Unemployment is falling as job growth holds above 2.0 percent a year.

Interest Rates and the Dollar

Long-term interest rates are rising, with 10-year Treasury yields headed for a test of resistance at 2.50 percent after breaking through 2.25 percent. Recovery of 13-week Twiggs Momentum above zero indicates an up-trend. Breakout above 2.50 percent would confirm.

10-Year Treasury Yields

The Dollar strengthened in response to rising yields, the Dollar Index breaking resistance at 98. Respect of zero by 13-week Twiggs Momentum indicates long-term buying pressure. Breakout above 100 would confirm another advance, with a target of 107*.

Dollar Index

* Target calculation: 100 + ( 100 – 93 ) = 107

Gold

Gold fell as the Dollar strengthened, testing primary support at $1100/ounce. 13-Week Twiggs Momentum peaks below zero indicate a strong (primary) down-trend. Follow-through below $1080 would signal another decline, with a target of $1000/ounce*.

Spot Gold

* Target calculation: 1100 – ( 1200 – 1100 ) = 1000

Inflation outlook

March consumer price index (CPI) is due for release on Friday. Producer prices, released Tuesday, ticked upwards after a sharp December/January fall on the back of plunging crude oil prices.

PPI Finished Goods

Average hourly earnings growth (non-supervisory manufacturing jobs), however, retreated below 1.0%.

Average Hourly Earnings

CPI is likely to remain heavily affected by oil prices, but core CPI (excluding food and energy) is expected to remain close to the Fed’s target of 2.0%.

CPI and Core CPI

Jobs growth slows (slightly)

The Wall Street Journal reports:

U.S. employers sharply slowed their hiring in March…….. Nonfarm payrolls rose by a seasonally adjusted 126,000 jobs in March, the Labor Department said Friday. That was the smallest gain since December 2013.

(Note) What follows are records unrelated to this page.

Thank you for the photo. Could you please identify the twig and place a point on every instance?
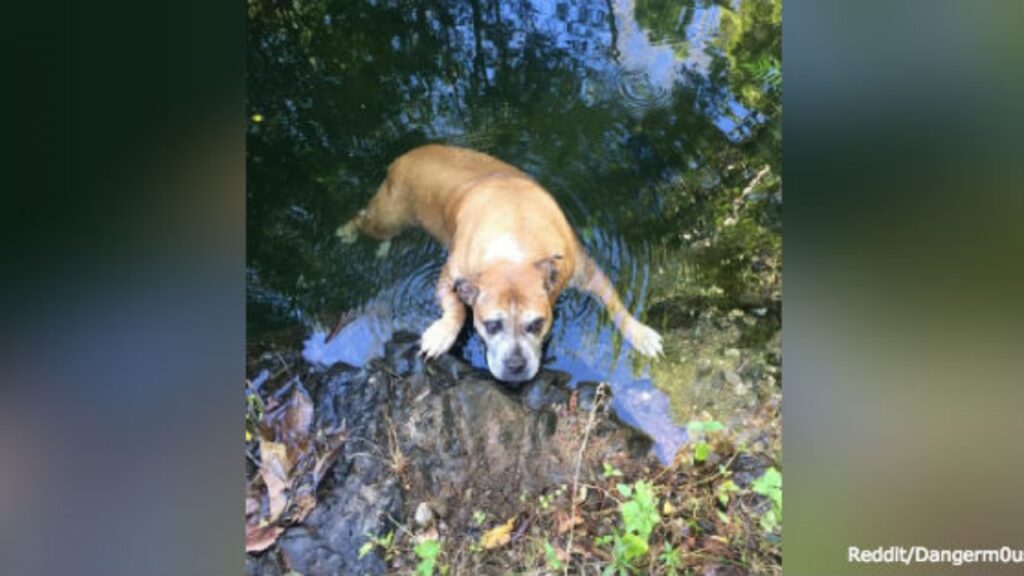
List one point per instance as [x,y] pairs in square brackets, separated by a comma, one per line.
[576,477]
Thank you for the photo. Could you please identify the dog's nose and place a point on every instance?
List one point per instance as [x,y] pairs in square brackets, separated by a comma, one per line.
[515,364]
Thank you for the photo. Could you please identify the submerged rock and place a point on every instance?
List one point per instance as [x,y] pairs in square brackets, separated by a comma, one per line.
[440,433]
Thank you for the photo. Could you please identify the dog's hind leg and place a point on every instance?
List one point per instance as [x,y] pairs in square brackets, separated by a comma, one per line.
[383,218]
[589,277]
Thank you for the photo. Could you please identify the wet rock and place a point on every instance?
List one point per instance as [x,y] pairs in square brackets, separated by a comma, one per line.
[424,516]
[441,433]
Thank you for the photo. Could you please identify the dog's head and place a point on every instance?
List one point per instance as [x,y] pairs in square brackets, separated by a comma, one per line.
[512,312]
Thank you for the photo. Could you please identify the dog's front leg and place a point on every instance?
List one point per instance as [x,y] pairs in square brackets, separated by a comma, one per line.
[441,334]
[590,278]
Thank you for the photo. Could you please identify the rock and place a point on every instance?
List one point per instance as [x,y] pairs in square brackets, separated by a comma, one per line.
[441,433]
[423,515]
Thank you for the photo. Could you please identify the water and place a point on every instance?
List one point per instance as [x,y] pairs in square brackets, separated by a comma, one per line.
[646,121]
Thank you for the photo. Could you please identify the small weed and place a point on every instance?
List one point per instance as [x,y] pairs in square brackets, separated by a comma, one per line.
[699,430]
[640,517]
[427,551]
[770,486]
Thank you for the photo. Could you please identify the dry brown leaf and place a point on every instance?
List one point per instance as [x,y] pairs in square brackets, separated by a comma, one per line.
[259,538]
[565,522]
[298,414]
[497,537]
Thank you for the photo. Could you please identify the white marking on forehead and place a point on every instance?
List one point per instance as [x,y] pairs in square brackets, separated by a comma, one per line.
[504,248]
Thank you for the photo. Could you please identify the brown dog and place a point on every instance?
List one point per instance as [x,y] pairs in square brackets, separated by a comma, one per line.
[511,252]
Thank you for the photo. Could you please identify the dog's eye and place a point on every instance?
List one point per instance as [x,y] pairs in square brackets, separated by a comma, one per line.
[493,326]
[536,326]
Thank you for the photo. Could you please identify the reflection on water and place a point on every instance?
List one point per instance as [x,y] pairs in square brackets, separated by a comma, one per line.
[643,118]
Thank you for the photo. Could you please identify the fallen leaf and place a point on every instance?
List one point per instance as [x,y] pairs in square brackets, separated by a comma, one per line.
[274,468]
[298,413]
[259,538]
[566,522]
[497,537]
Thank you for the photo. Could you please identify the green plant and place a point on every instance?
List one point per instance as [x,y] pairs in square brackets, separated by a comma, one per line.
[640,517]
[698,430]
[427,551]
[770,486]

If we take a step back and look at US non-farm payrolls over the last 12 months, growth remains surprisingly strong. The economy added 2.9 million jobs in the year ending 31st March; down from 3.2 at the end of February, but still a robust recovery.

US non-farm payrolls

We haven’t seen this level of job growth since the Dotcom era.

US non-farm payrolls

When good news is bad news

“The U.S. economy added 295,000 jobs in February, a strong gain that beat expectations by a mile. Unemployment fell to 5.5%.” You would expect stocks to surge on the strong employment numbers. Instead the S&P 500 fell 1.4% on Friday. Penetration of support at 2080 warns of a correction.

S&P 500 Index

I can only ascribe this to fear of a rate rise. The stronger the employment data, the closer the prospect of the Fed raising interest rates. But Janet Yellen is likely to err on the side of caution, only raising rates when she is sure that the economy is on a sound footing and inflationary pressures are rising. That is far from the case at present, despite the good job numbers.

There is plenty of short-term money in the market, however, that seems to think otherwise.